BitTorrent users could have gotten a first glimpse of what a world without Mininova might look like last month. A faulty load balancer resulted in a few days of Mininova downtime, which led to millions of users flooding other BitTorrent web sites. The P2P news web site Torrentfreak reported that Mininova was getting over 3 million unique visitors per day, and the resulting surge in traffic overwhelmed some other sites to the point that they went down as well.

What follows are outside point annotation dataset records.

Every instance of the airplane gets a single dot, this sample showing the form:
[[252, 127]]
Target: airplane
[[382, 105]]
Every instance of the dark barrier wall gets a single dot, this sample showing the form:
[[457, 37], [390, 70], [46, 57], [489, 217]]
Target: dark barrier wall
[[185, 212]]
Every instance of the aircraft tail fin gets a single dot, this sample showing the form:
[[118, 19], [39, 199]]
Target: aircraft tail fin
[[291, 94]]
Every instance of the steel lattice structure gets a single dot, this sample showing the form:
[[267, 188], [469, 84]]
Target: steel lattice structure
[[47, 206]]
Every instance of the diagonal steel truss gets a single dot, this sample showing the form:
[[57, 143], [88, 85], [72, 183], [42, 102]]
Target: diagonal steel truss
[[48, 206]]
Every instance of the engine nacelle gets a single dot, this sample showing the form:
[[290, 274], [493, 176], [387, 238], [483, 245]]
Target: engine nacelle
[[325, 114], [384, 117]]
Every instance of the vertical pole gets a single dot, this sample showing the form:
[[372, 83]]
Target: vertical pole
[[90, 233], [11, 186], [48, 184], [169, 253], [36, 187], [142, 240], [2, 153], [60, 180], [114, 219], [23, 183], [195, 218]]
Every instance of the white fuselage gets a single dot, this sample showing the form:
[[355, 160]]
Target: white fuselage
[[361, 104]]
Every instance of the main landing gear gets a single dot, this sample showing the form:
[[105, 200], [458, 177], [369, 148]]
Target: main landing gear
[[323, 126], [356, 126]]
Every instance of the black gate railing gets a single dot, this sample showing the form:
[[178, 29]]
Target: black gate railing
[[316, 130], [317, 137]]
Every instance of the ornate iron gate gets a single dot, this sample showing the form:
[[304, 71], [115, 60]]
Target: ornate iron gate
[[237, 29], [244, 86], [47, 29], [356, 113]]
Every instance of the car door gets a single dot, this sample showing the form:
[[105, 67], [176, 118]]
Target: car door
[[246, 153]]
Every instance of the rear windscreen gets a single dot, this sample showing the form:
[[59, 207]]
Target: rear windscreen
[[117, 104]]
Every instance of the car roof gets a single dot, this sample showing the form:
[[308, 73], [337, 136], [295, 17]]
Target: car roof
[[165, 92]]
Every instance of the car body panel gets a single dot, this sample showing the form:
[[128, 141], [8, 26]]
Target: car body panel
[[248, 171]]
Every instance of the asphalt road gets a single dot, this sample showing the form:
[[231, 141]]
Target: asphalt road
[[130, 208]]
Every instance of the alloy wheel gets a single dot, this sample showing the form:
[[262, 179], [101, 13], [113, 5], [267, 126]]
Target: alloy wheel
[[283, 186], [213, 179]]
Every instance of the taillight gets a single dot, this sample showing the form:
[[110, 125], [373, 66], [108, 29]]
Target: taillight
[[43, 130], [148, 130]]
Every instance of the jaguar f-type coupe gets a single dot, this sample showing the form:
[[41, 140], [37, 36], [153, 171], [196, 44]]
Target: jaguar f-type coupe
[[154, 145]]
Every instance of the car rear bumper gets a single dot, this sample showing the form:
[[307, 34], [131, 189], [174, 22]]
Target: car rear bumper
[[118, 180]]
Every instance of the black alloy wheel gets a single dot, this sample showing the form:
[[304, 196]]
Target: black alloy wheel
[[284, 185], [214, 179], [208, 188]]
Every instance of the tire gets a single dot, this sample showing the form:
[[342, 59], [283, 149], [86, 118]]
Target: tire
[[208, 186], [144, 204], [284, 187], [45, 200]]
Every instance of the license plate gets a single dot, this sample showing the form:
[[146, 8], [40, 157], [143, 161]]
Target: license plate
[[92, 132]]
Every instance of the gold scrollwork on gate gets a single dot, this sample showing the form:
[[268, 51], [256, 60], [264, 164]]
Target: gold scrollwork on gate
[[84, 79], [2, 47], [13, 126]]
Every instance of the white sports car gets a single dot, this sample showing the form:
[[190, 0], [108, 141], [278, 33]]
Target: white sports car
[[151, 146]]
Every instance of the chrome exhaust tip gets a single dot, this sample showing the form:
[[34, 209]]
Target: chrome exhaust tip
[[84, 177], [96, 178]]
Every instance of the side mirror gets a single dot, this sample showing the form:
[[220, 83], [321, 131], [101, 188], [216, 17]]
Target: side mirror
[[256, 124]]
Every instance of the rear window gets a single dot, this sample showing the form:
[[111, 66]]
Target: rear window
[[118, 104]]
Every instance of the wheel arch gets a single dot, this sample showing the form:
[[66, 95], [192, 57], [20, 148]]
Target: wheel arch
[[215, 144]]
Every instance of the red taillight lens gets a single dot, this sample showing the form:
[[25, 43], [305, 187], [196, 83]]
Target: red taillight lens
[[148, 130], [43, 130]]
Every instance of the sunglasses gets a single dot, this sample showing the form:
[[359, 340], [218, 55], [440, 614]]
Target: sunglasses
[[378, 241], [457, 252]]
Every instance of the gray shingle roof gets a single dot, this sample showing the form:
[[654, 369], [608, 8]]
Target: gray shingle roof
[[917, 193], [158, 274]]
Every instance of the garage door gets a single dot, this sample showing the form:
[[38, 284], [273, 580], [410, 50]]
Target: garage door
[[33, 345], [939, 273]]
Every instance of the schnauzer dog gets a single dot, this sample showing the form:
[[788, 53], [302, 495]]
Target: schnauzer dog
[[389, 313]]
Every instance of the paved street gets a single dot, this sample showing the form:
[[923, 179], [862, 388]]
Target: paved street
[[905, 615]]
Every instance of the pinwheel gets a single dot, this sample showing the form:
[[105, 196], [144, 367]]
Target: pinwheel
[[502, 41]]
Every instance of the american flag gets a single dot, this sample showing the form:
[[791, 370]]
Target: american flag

The situation is even more critical when it comes to The Pirate Bay, which is facing lawsuits by Swedish and U.S. rights holders. The Pirate Bay is not only a staple in the BitTorrent community because of its popular web site, but also because it is running the most popular BitTorrent tracker server. Tracker servers facilitate the exchange of bits and pieces between BitTorrent users, and they’re the main reason the protocol has become so effective and popular for the download of large media files. Mininova and many other sites actually index torrent files that are managed by the Pirate Bay tracker server. A takedown of this server could have a domino effect on the entire BitTorrent community, rendering large parts of sites like Mininova useless.

The Pirate Bay team has maintained that the site’s servers are spread around the world, making it impossible to take them down altogether. These claims have to be taken with a grain of salt. Back-up servers might exist, but it’s hard to move your entire infrastructure from country to country once you reach a certain size. To make matters worse, the Bay’s founders’ ISP has become a harbor for many other torrent sites that could equally be affected by any future action against the site.

BitTorrent inventor Bram Cohen has always said that his protocol is rather ill-equipped for piracy, and the case of Mininova shows that the centralization of BitTorrent is a big part of the problem. However, this doesn’t mean that anti-piracy organizations will necessarily win. BitTorrent developers have started efforts to decentralize the protocol years ago with the introduction of a DHT, which is essentially a P2P network that connects BitTorrent users and makes it possible to continue downloads even if a tracker server is unavailable.

Cornell University researchers have published a BitTorrent extension this week that could become another important step towards decentralization. Cubit is a plug-in for the popular BitTorrent client Vuze that offers its users a distributed search engine. This is somewhat similar to the way traditional P2P clients like Limewire facilitate file sharing, but Cubit has a few interesting twists. Users can for example search for approximate keywords, meaning you’ll even get results if you misspell the title of your favorite TV show.

Cubit may not completely solve BitTorrent’s problems, but it can teach us an important lesson: Sites like Mininova are currently the hubs of video swapping, and shutting the down would certainly shake up the BitTorrent world as we know it — but it wouldn’t stop file sharing.